6 thoughts on “At Home with Jackson Pollock and Lee Krasner

  1. Ironic FYI. In ’06 David Geffin sold a Pollack drip painting from 1948 for $140 million, then (and presumably still) the record price for a painting. Kinda puts the decorating in perspective…

  2. I went to the website and it said their was a video tour of the studio for the handicapped. Can they upload this video to YouTube or videosite for those of us across the country so we can enjoy the richness of this former home of Jackson Pollock and Lee Krasner from afar?

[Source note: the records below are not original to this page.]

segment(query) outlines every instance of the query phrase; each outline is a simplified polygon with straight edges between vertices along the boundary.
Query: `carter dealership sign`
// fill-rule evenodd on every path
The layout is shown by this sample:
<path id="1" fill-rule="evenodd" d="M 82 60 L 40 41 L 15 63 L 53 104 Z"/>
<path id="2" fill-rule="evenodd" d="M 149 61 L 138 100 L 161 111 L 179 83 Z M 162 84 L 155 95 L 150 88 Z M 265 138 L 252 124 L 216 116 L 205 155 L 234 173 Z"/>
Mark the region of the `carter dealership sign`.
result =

  3. I have been meaning/wanting to see this house for many years. Another example of how your pioneering and blogging inspire the rest of us to rise off our lazy butts!

  4. hi James,
    Helen Harrison, the director of the Pollock-Krasner House and Study Center, says this about the video tour:
    “We don’t have permission to reproduce the artwork or broadcast the music on the net. Permissions are very expensive. People can, however, buy the DVD in our museum store.”

  5. So you finally made it to the house. Good. Did the birds make another nest this year over the rear porch door?

    Sorry that I haven’t been checking your blog lately. Am just checking it for the first time in ages!

    Sorry to hear about the rental situation with the house. Look, it’s only 2 weeks. If you can, lower the rent a bit and I’m sure you’ll get a couple of bites. All it takes is one. If you can get a couple with kids in for 3 or 4 years that would be nice.

    I’ll try to check in more.

    Oh, did that gardener friend of yours ever have anything to add to that dry well vs native pit shrine controversy in the backyard in the Heights?

  6. Thanks for the encouragement re Cobble Hill. Don’t know about the birds at the PK House, and no, my gardener friend seemed to want to drop the whole matter.